Ulusalcılar içinde hamiyet sahibi vatanperverlerin varlığını nasıl kabul ediyorsak, Kürtler içinde de hamiyetperverlerin ekseriyette olduğunu bir kere daha hatırlamak, incitici ve kırıcı davranışlardan uzak durmakla mükellefiz. PKK’ya, şiddete ve cinayete hoş nazarla bakmayan Kürtler Türkiye’nin avantajı ve zenginliğidir. Onlar elbette özellikle devletin Kürtlere bakışında ve hakların tanziminde iyileştirici adımların devamını bekliyor fakat kardeş kavgasını tasvip etmiyorlar.

Ulusalcıların müfrit kanadı ile PKK yandaşları arasında ters orantılı bir kader benzeşmesi var sanki. PKK varlığını ancak silahlı eylemle sürdürebildiği için güvenlik güçlerine saldırıyor; Ulusalcılar ise PKK saldırılarını göstererek hükümeti protesto ediyor, adeta bu yolla varlık sebeplerini hatırlıyorlar. Denklem basit; bu mesele çözüldüğünde Ulusalcılar ve PKK taraftarları hızla marjinalleşerek ufalanıp kaybolacaklar; kısaca birbirinden beslenen bu iki topluluk çözümün değil, çözümsüzlüğün bir parçası durumundalar ve muhtemelen kaderleri de aynı olacak.
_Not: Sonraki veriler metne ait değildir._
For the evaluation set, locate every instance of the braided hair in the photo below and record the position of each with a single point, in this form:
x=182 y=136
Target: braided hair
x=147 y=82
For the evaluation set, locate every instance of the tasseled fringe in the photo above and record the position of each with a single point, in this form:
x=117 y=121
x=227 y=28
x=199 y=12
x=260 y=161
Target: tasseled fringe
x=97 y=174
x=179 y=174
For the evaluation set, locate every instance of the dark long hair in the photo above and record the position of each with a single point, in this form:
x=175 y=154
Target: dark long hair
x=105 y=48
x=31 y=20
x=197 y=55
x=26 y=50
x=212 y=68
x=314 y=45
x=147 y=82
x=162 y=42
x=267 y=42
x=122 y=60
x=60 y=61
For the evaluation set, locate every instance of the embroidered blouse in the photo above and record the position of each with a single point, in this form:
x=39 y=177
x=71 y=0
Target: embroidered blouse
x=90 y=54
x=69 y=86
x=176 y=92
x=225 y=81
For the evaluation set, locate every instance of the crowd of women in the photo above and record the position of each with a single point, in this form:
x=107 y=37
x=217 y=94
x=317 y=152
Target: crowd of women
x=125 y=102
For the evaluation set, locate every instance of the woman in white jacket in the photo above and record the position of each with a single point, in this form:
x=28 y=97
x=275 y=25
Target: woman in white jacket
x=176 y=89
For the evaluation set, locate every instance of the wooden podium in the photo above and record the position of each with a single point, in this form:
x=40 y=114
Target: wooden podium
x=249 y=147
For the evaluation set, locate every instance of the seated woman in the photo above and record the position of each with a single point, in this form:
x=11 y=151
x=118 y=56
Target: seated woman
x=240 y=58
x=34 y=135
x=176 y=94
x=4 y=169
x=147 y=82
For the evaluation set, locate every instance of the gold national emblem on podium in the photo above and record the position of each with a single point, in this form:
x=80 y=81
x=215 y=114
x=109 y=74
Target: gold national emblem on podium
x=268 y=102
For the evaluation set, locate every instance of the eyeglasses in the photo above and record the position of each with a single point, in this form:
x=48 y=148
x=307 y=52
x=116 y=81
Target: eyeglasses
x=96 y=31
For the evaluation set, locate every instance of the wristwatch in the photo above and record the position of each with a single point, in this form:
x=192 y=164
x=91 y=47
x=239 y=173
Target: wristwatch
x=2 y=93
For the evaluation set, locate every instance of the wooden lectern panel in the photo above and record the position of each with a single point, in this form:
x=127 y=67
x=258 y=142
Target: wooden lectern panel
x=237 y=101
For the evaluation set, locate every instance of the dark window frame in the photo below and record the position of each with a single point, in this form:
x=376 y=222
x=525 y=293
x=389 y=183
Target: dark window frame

Bu arada Silvan faciasından sonra bazı liberal yazarların, “Hükümet Kürt siyasetine verdiği sözleri yerine getirmedi; eylemlerin bir sebebi de budur” şeklinde yorum yaptıklarına şahit olduk; bu fikir erbabına göre çözüm, Öcalan’ın bir şekilde affedilerek aktif siyasete dönmesi, KCK sanıklarının salıverilmesi, anayasa çerçevesinde Kürt varlığının kabulü cinsinden tavizlerdir. İçlerinde hayli tecrübeli gazetecilerin de bulunduğu “Kavga istemiyorsan saldırgana itaat et” anlamına gelen tavsiyeler üreten bu topluluk, herhalde Kandil Dağı’nda olduğu gibi Cumhurbaşkanlığı uçağında da aynı derecede ilgi ve ikrama mazhar olduklarından başlarında “âkil adam” tüyü taşıdıklarına inanıyor galiba. Liberallerin Türkiye’de anayasal düzenin demokratikleşmesinde ve darbe krizlerinde takındıkları tavır doğru ve değerliydi fakat hükümet politikaları üzerinde bir nevi “Liberal vesayet” kurma istekleri dikkat çekiyor ve sevimliyken sevimsizleşiyorlar.

Artık çözümün eskisine göre daha tutarlı ve gerçekçi bir yol haritası var; ilki, saldırganı caydırmak; bunun için gerekirse güvenlik güçlerini reorganize etmek; ikincisi ise demokratik hakların kazandırılmasında kesinlikle tereddüt göstermeden yola devam etmek.

Kriz günlerini sabır, akıl ve emekle geçeceğiz, geleceğimizi yine Kürtlerle aynı yerde, aynı sokak ve mahallede beraber paylaşacağız inşallah.